Fortunately, things seem to be fine with Big Brown. He will race today, and try to become the first Triple Crown winner since

Affirmed in 1978.

The race will be televised in the Capital Region by WTEN (Ch. 10) and WTEN HD, starting at 5 p.m.

Randy Moss, who will be one of the analysts on the broadcast, was worried, at first, that there would be no Triple Crown winner.

“My first thought, to be honest with you, was a lack of surprise,” Moss said during a conference call Tuesday. “We’ve known way back before the Florida Derby that Big Brown has had some extremely problematic feet. This is not something that just popped up. We’ve said all along, even on the air, that with the enormous talent that Big Brown has, perhaps the biggest obstacle that he will face is keeping his feet at 100 percent. He made it out of the Kentucky Derby in excellent shape. Initially, he made it out of the Preakness with his feet in excellent shape.

“You’re always holding your breath with some of these minor foot injuries.”

Analyst and former jockey Jerry Bailey said if there was ever a good time for the injury to occur, it was well before the Belmont.

“I was almost kind of relieved it happened when it did, last week, that the issue arose,” Bailey said. “Had what happened last week happened today, I would have been far less optimistic. Because it happened far enough away from the race, and they had time to work on it and Mother Nature had more time to heal it, it was a good thing.”

And that sound you heard was the big sigh of relief.

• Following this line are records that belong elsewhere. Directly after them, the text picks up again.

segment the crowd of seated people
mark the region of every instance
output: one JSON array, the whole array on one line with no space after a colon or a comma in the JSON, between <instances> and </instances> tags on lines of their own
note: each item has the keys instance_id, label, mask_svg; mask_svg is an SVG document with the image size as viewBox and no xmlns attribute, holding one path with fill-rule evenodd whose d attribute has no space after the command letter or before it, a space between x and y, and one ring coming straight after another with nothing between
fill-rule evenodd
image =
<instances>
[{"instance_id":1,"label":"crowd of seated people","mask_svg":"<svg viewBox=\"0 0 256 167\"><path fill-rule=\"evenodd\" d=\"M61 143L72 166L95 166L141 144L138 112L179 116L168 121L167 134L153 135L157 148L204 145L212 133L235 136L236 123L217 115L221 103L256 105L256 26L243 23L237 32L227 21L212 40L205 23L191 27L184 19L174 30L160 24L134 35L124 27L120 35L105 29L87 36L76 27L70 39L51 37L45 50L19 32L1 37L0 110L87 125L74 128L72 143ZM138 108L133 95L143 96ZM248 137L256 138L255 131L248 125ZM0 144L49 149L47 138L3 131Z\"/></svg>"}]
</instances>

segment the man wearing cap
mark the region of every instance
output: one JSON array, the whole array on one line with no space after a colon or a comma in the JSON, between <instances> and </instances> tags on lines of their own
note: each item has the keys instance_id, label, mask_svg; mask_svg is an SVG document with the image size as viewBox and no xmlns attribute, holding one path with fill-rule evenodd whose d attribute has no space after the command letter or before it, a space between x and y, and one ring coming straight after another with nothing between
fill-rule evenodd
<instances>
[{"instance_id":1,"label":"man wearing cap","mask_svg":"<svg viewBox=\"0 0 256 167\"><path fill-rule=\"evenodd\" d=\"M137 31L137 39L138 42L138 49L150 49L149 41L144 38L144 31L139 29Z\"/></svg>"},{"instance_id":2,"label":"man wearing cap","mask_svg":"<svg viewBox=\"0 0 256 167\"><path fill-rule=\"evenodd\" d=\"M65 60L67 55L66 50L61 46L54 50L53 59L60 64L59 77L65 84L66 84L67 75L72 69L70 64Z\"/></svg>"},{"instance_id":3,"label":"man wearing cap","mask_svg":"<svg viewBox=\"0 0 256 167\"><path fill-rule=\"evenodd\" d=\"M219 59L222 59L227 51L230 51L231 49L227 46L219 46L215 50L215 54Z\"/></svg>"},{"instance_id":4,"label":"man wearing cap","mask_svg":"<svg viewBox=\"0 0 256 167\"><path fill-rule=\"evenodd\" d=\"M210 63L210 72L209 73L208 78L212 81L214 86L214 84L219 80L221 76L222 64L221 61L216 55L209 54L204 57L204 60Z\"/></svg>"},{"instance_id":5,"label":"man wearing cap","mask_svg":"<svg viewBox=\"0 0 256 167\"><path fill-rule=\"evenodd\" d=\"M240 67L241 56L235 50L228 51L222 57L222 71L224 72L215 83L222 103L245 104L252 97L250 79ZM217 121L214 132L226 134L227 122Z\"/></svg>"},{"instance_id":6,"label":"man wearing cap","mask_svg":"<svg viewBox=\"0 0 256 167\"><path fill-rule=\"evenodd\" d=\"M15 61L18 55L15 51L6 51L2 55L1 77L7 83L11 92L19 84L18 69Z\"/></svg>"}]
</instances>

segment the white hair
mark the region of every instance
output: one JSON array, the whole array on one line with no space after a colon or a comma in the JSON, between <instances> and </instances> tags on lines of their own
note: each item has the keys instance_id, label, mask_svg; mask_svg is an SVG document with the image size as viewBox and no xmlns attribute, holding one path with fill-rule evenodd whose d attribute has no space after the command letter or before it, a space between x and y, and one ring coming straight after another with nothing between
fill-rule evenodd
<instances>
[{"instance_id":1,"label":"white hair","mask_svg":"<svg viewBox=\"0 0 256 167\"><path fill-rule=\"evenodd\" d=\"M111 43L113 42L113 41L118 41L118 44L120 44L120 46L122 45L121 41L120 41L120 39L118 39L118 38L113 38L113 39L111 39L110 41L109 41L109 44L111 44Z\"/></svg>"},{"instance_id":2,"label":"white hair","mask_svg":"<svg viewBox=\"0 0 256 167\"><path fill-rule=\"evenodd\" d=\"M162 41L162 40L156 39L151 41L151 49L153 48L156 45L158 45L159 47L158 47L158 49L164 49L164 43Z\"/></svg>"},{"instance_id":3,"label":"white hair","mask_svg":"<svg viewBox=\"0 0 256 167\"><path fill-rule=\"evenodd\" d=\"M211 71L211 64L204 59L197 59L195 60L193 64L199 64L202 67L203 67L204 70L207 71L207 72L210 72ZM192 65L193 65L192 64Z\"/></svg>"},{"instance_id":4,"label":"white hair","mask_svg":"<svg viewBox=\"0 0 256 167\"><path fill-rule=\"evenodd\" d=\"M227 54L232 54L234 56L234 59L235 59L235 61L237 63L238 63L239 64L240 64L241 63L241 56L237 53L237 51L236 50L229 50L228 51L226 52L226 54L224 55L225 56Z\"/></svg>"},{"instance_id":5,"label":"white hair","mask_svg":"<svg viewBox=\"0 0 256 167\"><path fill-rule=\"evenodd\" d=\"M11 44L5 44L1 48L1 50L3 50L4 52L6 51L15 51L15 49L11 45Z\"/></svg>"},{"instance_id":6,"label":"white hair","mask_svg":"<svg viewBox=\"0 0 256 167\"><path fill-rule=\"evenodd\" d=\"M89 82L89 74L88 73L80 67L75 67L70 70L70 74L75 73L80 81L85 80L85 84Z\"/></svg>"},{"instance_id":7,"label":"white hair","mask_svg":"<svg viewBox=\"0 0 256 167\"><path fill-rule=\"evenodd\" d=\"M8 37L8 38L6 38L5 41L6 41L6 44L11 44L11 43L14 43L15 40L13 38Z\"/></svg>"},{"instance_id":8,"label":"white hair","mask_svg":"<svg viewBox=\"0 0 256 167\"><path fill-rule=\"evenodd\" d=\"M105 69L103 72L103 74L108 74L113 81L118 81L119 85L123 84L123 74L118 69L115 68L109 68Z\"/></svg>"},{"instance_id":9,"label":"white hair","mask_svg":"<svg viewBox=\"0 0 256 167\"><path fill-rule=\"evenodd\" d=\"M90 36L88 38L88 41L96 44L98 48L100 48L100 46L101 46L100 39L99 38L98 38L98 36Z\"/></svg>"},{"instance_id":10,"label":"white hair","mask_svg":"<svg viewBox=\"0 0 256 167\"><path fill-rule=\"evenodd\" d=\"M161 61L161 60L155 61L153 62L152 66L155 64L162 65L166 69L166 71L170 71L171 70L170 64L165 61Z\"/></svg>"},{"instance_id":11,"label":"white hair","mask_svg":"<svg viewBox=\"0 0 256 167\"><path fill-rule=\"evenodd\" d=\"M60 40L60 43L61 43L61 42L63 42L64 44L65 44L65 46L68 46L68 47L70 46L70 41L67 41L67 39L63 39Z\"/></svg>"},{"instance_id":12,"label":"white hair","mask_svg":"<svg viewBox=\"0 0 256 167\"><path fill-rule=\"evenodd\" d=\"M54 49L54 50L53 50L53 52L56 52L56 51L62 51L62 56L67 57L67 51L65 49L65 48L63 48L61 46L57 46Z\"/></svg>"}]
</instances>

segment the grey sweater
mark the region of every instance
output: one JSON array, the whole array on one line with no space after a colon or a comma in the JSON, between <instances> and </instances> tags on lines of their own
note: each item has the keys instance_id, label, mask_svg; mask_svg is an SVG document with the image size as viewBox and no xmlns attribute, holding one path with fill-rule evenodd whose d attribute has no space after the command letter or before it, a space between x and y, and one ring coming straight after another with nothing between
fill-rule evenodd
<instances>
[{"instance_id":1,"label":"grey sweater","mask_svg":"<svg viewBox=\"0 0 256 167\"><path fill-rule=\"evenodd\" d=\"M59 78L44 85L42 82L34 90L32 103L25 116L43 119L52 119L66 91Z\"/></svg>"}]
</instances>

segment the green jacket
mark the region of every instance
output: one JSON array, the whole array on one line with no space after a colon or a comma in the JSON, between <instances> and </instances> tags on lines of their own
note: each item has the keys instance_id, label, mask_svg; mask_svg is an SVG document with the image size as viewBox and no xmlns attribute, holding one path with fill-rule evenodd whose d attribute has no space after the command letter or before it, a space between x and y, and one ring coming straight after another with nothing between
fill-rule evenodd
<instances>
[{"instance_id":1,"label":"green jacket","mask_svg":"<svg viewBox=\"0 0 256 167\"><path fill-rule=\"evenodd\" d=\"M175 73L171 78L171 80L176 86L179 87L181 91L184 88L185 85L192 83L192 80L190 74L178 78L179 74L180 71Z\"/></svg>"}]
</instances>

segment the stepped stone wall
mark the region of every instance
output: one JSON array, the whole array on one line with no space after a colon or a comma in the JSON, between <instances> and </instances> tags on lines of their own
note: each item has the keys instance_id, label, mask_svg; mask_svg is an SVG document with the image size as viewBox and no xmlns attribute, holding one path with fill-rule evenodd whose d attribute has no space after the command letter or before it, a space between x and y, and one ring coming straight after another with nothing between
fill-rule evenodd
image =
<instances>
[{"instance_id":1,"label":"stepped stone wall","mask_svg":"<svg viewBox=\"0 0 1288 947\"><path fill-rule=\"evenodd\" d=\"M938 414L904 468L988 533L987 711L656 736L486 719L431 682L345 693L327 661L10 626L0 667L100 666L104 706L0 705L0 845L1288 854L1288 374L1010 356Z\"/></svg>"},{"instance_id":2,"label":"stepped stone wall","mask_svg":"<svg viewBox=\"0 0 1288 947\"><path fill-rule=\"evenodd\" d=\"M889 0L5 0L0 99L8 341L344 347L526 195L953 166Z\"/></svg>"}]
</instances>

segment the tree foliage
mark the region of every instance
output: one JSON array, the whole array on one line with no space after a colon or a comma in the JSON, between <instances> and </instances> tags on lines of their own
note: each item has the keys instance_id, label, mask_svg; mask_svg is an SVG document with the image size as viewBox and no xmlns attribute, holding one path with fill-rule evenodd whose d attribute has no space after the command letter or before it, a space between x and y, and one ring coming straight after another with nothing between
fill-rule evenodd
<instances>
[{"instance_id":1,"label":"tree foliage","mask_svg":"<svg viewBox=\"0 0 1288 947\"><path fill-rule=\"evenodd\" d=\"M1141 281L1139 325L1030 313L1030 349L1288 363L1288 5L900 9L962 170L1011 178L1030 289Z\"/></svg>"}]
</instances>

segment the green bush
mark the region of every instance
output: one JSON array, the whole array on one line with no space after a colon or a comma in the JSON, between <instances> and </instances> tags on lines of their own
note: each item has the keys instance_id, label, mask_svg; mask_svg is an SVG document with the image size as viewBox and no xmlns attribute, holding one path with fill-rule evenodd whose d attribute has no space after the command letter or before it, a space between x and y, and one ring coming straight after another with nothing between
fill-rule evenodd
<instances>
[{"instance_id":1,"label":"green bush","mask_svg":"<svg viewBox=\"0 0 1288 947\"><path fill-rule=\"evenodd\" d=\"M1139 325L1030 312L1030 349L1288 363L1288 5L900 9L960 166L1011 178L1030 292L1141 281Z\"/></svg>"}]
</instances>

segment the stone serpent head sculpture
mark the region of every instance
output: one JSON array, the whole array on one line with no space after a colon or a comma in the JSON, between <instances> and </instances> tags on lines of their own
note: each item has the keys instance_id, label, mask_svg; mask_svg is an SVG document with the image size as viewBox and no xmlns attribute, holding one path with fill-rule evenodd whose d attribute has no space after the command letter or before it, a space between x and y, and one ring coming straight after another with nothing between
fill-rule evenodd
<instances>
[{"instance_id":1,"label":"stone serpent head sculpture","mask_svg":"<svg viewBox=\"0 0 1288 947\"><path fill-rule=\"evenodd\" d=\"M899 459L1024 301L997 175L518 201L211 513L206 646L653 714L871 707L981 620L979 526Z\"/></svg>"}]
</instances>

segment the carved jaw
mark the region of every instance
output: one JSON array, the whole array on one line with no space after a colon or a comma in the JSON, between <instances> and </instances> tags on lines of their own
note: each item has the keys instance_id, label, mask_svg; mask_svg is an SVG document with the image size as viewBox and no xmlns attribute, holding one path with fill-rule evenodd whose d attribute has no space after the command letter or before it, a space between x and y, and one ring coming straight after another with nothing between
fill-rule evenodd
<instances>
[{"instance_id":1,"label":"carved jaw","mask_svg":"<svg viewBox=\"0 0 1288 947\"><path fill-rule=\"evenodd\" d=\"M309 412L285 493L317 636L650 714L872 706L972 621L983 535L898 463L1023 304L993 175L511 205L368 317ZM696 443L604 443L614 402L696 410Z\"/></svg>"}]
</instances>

If ABC misses anything during the telecast, I will be shocked.

It will use 40 cameras to cover the race, including a rail cam.

prerace coverage

ESPN kicks off Belmont prerace coverage at noon with the True North Handicap, Just a Game Handicap and the Woody Stephens Stakes.


For the first time, ESPN Radio will broadcast the race.

WTMM-FM (104.5) will pick up ESPN Radio’s feed at 5 p.m.

Catalon helping NBC

Andrew Catalon is going to help out NBC during its Summer Olympics coverage, although he won’t be in Beijing.

The WNYT (Ch. 13) weekend sports anchor and host of “Big Board Sports” will do play-by-play for team handball, and call the men’s sabre team fencing final during the Summer Games, which begin Aug. 8. He will call the action from New York, not Beijing.

“I’m very excited for the summer,” Catalon said. “It will be tough to be away from WNYT during Giants camp and Saratoga, it’s obviously a busy time. But I’m honored to be a part of NBC’s Olympic coverage. I’ve already begun my research, and I can’t wait for the Olympics to begin.”

new auto show

A new auto racing talk show is coming to the Capital Region.

“Up to Speed,” debuts on Sunday at 10 a.m. Mark Krosky and Dan Martin will host the show.

new home

“Inside the NFL” has found a new cable home, it was announced Tuesday.

Showtime Networks and CBS Sports are teaming to bring the program to Showtime. “Inside the NFL” spent 31 years on HBO before it was canceled in February.

The show will be produced by CBS Sports and NFL Films, and will premiere on Wednesday, Sept. 10, at 9 p.m.

parting shots

The French Open winds up this weekend on NBC. The women’s

final is today at 9 a.m., and the men’s championship will be contested at 9 a.m. Sunday. . . .

TNT begins its NASCAR coverage Sunday at 2 p.m. with the Pocono 500.